La mujer del Rav trajo un plato de carne que sirvió. El Rav se sentó de nuevo y después empezó a llevarse la comida a la boca. Cada uno lo imitó, sin pronunciar palabra.

Las velas estaban medio consumidas. El Rav abrió el libro de cantos del Shabbat y entonó otro canto de ritmo pegadizo. Los hombres lo siguieron, golpeando la mesa con el puño y el suelo con el pie para llevar el compás.

Su mujer trajo pastel de amapola, lo puso sobre la mesa y nos sirvió a todos. Las llamas de las velas se debilitaban, alargando las caras con su sombra. Los ojos de Natán brillaban en la penumbra. Miriam, al otro lado de la mesa, cerró los ojos como si se adormeciera. Noemí, a mi lado, me cogió la mano bajo la mesa y me la apretó. Los ojos del Rav eran como dos agujeros negros en medio de su cara.

–Tengo miedo –dijo la pequeña Miriam a su madre.

–¿Miedo de qué?

–De las sombras.

–Yo también –confirmó su hermana Débora.

Miré a Natán. Cortó la carne firmemente. Parecía absorto en la contemplación de su plato.

Las llamas de las velas centellearon y se apagaron. El sebo se endureció alrededor de las mechas prisioneras y el Rav dijo:

–Se revelará.

–¿Pero cuándo? –dijo Rubén–. ¿Lo sabes?

José, el asistente del Rav, aplastaba el pan haciendo pequeñas bolas con las migas.

–Pronto.

Mi mirada se cruzó con la de Natán.

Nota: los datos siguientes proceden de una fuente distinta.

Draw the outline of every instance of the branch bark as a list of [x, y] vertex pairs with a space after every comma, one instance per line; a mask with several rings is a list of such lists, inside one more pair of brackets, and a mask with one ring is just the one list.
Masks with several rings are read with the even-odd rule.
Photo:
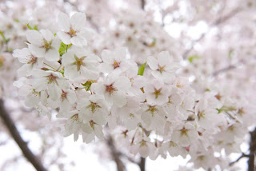
[[28, 148], [27, 143], [25, 142], [21, 137], [14, 121], [10, 117], [10, 114], [7, 113], [4, 107], [4, 102], [2, 99], [0, 99], [0, 117], [2, 119], [3, 123], [6, 125], [10, 135], [13, 137], [13, 138], [22, 151], [24, 157], [33, 165], [33, 166], [38, 171], [46, 171], [39, 158], [32, 153], [32, 151]]
[[116, 149], [114, 145], [114, 141], [111, 136], [109, 137], [107, 139], [107, 145], [111, 151], [111, 155], [113, 157], [113, 160], [115, 161], [117, 165], [117, 169], [118, 171], [125, 171], [126, 167], [122, 161], [121, 161], [121, 153]]
[[138, 164], [141, 171], [146, 171], [146, 158], [141, 157], [141, 161]]
[[254, 154], [256, 152], [256, 128], [254, 131], [250, 132], [250, 157], [248, 160], [248, 171], [255, 171], [256, 165], [254, 166]]
[[146, 0], [141, 0], [141, 7], [142, 7], [142, 9], [144, 10], [145, 10], [145, 2]]

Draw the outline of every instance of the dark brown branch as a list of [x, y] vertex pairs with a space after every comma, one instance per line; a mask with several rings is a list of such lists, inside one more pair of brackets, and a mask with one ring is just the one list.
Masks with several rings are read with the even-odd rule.
[[138, 164], [141, 171], [146, 171], [146, 158], [141, 157], [141, 161]]
[[2, 119], [2, 122], [6, 125], [10, 133], [22, 149], [24, 157], [34, 165], [38, 171], [46, 171], [42, 165], [39, 158], [38, 158], [28, 148], [27, 143], [24, 141], [20, 133], [18, 133], [14, 121], [10, 117], [9, 113], [4, 107], [4, 102], [0, 99], [0, 117]]
[[107, 145], [111, 151], [111, 155], [113, 157], [113, 160], [115, 161], [117, 165], [117, 169], [118, 171], [125, 171], [126, 168], [122, 161], [121, 161], [121, 153], [117, 151], [114, 145], [114, 141], [111, 136], [109, 137], [107, 139]]
[[256, 152], [256, 128], [254, 131], [250, 132], [250, 157], [248, 160], [248, 171], [255, 170], [254, 166], [254, 154]]

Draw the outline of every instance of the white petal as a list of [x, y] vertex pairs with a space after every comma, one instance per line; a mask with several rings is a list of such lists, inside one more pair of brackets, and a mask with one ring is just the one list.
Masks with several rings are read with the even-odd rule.
[[124, 93], [116, 93], [113, 95], [113, 104], [117, 107], [122, 107], [126, 104], [126, 97]]
[[114, 50], [115, 57], [120, 61], [124, 60], [126, 58], [126, 50], [124, 47], [119, 47]]
[[66, 32], [70, 31], [70, 18], [64, 13], [60, 13], [58, 16], [58, 26]]
[[74, 30], [81, 30], [86, 22], [86, 16], [84, 13], [75, 13], [70, 18], [70, 24]]
[[114, 86], [121, 91], [128, 90], [130, 88], [130, 79], [125, 76], [119, 77], [114, 84]]
[[65, 43], [66, 45], [70, 45], [71, 43], [70, 42], [70, 35], [63, 32], [63, 31], [58, 31], [57, 33], [57, 35], [58, 38]]
[[70, 65], [75, 62], [74, 52], [67, 52], [62, 56], [62, 64], [64, 66]]
[[51, 31], [49, 30], [42, 30], [40, 31], [42, 33], [42, 37], [47, 41], [50, 42], [54, 39], [54, 36]]
[[68, 93], [66, 94], [66, 97], [71, 104], [74, 104], [77, 101], [77, 96], [74, 91], [72, 90], [68, 92]]
[[102, 50], [102, 58], [105, 63], [113, 64], [113, 62], [114, 62], [114, 54], [109, 50]]
[[33, 54], [34, 54], [37, 58], [43, 58], [45, 57], [46, 49], [39, 47], [34, 45], [28, 45], [29, 50], [31, 51]]
[[158, 61], [161, 66], [167, 66], [170, 64], [171, 58], [168, 51], [160, 52], [158, 56]]
[[40, 101], [39, 93], [30, 93], [26, 97], [25, 105], [27, 107], [34, 107], [37, 105]]
[[48, 85], [48, 91], [49, 96], [53, 101], [56, 101], [60, 98], [62, 90], [55, 83], [50, 83]]
[[81, 129], [83, 130], [85, 133], [90, 134], [93, 132], [93, 129], [89, 125], [89, 124], [82, 124], [81, 125]]
[[43, 38], [40, 32], [34, 30], [28, 30], [26, 32], [26, 40], [30, 42], [30, 43], [36, 46], [41, 46]]
[[103, 140], [104, 139], [104, 134], [102, 132], [102, 127], [100, 125], [98, 125], [96, 124], [94, 124], [94, 133], [96, 137], [100, 139], [100, 140]]
[[158, 69], [158, 63], [156, 58], [154, 57], [149, 57], [146, 59], [147, 64], [150, 66], [150, 69], [153, 70], [156, 70]]
[[74, 36], [70, 39], [70, 42], [73, 45], [78, 47], [82, 47], [87, 45], [87, 41], [86, 38], [82, 36]]

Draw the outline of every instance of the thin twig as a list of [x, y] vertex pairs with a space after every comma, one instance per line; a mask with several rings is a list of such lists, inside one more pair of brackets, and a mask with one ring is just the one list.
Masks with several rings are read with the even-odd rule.
[[111, 155], [113, 157], [113, 160], [115, 161], [117, 165], [117, 169], [118, 171], [125, 171], [126, 168], [123, 164], [123, 162], [121, 160], [121, 153], [118, 152], [116, 149], [114, 145], [114, 141], [111, 136], [109, 137], [109, 138], [106, 141], [107, 145], [111, 151]]
[[46, 171], [46, 169], [42, 165], [41, 160], [36, 157], [32, 151], [28, 148], [27, 143], [24, 141], [20, 133], [18, 133], [14, 121], [10, 117], [4, 107], [4, 103], [2, 99], [0, 99], [0, 117], [6, 125], [10, 133], [21, 149], [23, 153], [24, 157], [34, 165], [34, 167], [38, 171]]

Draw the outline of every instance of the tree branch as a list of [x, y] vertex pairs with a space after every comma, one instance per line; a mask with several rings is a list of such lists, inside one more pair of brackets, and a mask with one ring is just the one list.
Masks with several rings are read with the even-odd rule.
[[254, 154], [256, 152], [256, 128], [254, 131], [250, 132], [250, 157], [248, 160], [248, 171], [255, 170], [254, 166]]
[[146, 2], [145, 2], [145, 0], [141, 0], [141, 7], [142, 7], [142, 9], [144, 10], [145, 10], [145, 3]]
[[109, 138], [106, 141], [108, 146], [110, 147], [110, 149], [111, 151], [111, 155], [113, 157], [113, 160], [117, 164], [117, 169], [118, 171], [125, 171], [126, 168], [122, 161], [121, 161], [121, 153], [117, 151], [115, 149], [115, 146], [114, 145], [114, 141], [111, 136], [109, 137]]
[[[234, 17], [238, 12], [240, 12], [239, 8], [234, 9], [234, 10], [232, 10], [231, 12], [227, 14], [226, 15], [225, 15], [223, 17], [220, 17], [218, 19], [216, 19], [215, 22], [214, 22], [212, 24], [210, 25], [210, 27], [214, 26], [218, 26], [221, 23], [223, 23], [224, 22], [226, 22], [226, 21], [229, 20], [230, 18], [231, 18], [232, 17]], [[198, 43], [199, 41], [201, 41], [202, 38], [204, 38], [206, 37], [206, 34], [207, 34], [207, 32], [202, 34], [199, 38], [192, 42], [191, 47], [183, 53], [183, 54], [182, 54], [183, 59], [186, 59], [188, 54], [193, 50], [195, 44]]]
[[141, 161], [138, 164], [141, 171], [146, 171], [146, 158], [141, 157]]
[[28, 148], [27, 143], [24, 141], [20, 133], [18, 133], [14, 121], [10, 117], [9, 113], [4, 107], [4, 102], [0, 99], [0, 117], [2, 119], [2, 122], [6, 125], [10, 133], [22, 149], [24, 157], [34, 165], [38, 171], [46, 171], [42, 165], [39, 158], [38, 158]]

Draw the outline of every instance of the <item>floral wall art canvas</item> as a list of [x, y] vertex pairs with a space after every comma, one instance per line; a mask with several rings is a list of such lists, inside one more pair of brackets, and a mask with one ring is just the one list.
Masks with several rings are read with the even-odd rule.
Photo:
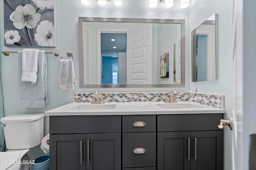
[[4, 0], [4, 46], [55, 47], [54, 0]]
[[160, 78], [169, 78], [169, 52], [160, 56]]

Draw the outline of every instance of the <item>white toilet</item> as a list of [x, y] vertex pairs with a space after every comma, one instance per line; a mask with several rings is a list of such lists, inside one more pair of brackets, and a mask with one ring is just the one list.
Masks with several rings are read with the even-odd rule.
[[1, 119], [8, 150], [0, 152], [0, 170], [30, 169], [27, 153], [41, 143], [44, 116], [42, 113], [14, 114]]

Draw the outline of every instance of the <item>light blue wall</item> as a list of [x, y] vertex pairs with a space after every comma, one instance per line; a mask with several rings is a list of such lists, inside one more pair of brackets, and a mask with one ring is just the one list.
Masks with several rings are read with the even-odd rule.
[[[156, 19], [186, 20], [186, 37], [189, 37], [188, 8], [182, 9], [179, 7], [179, 1], [175, 1], [174, 7], [166, 9], [163, 4], [159, 4], [156, 8], [152, 9], [148, 6], [148, 0], [126, 0], [123, 5], [117, 7], [112, 4], [113, 1], [107, 2], [105, 6], [98, 5], [96, 0], [91, 0], [91, 4], [86, 6], [82, 5], [80, 0], [56, 0], [56, 10], [57, 20], [56, 48], [41, 48], [46, 51], [58, 51], [60, 56], [67, 58], [67, 52], [73, 53], [75, 71], [77, 84], [79, 84], [78, 74], [78, 17], [129, 18]], [[192, 2], [193, 1], [191, 1]], [[223, 3], [224, 2], [222, 2]], [[0, 1], [0, 51], [17, 51], [21, 48], [8, 48], [4, 45], [4, 2]], [[189, 70], [189, 38], [186, 38], [186, 81], [184, 88], [136, 88], [80, 89], [77, 85], [74, 91], [93, 92], [95, 90], [101, 92], [140, 92], [140, 91], [188, 91], [190, 73]], [[60, 90], [58, 86], [58, 72], [60, 57], [48, 55], [48, 104], [42, 109], [26, 109], [21, 107], [18, 89], [17, 56], [11, 54], [8, 57], [1, 54], [0, 67], [2, 80], [4, 112], [6, 115], [14, 113], [42, 113], [44, 111], [73, 102], [72, 91]], [[96, 57], [96, 56], [95, 56]], [[48, 118], [45, 119], [44, 133], [49, 133]], [[32, 152], [32, 158], [42, 154], [36, 150]]]
[[112, 84], [112, 64], [118, 64], [118, 58], [111, 57], [102, 57], [102, 72], [103, 74], [103, 76], [102, 76], [102, 74], [101, 82], [103, 84]]

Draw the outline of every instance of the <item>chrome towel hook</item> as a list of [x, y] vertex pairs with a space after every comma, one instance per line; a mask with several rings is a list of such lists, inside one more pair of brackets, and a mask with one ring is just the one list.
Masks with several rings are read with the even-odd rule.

Una lágrima caía lentamente por su mejilla.

En ese momento, Noemí extendió la mano para tomar agua. Debido a un gesto demasiado rápido, derramó la copa de vino santificado por el Rav durante la bendición.

Una mancha roja se extendió sobre la mesa.

–Es necesario que nos esforcemos en elevarnos hacia la santidad –dijo el Rav–. Incluida nuestra familia.

La mirada del Rav se dirigió hacia mí. Todos los ojos se clavaron en el Rav, que se levantó súbitamente.

Era medianoche, era la hora del Tish[6].

Capítulo 5

Volvimos a la sinagoga, donde tenía lugar el Tish. Había unos cincuenta hombres, vestidos con caftanes negros y con sombreros anchos de piel. El Rav se lavó las manos, se sentó a la mesa cubierta con un mantel blanco. Los cantos empezaron, lentos y recogidos, en la serenidad del Shabbat.

El Rav estaba sentado como un rey en el centro de la sala; todas las miradas dirigidas hacia él tenían un brillo celeste.

Le trajeron un plato de pescado y lo probó. Los hasidim que lo rodeaban observaban cada uno de sus movimientos, comentaban cada una de sus palabras, asentían con la cabeza en cada una de sus bendiciones, cerraban los ojos para concentrarse.

El Rav dirigió su mirada hacia su discípulo José, y entonces todos lo miraron.

El Rav miró a mi padre, el macero, y todos lo observaron a su vez.

El Rav consideró a Natán, mi marido, y toda la sala dio un largo suspiro.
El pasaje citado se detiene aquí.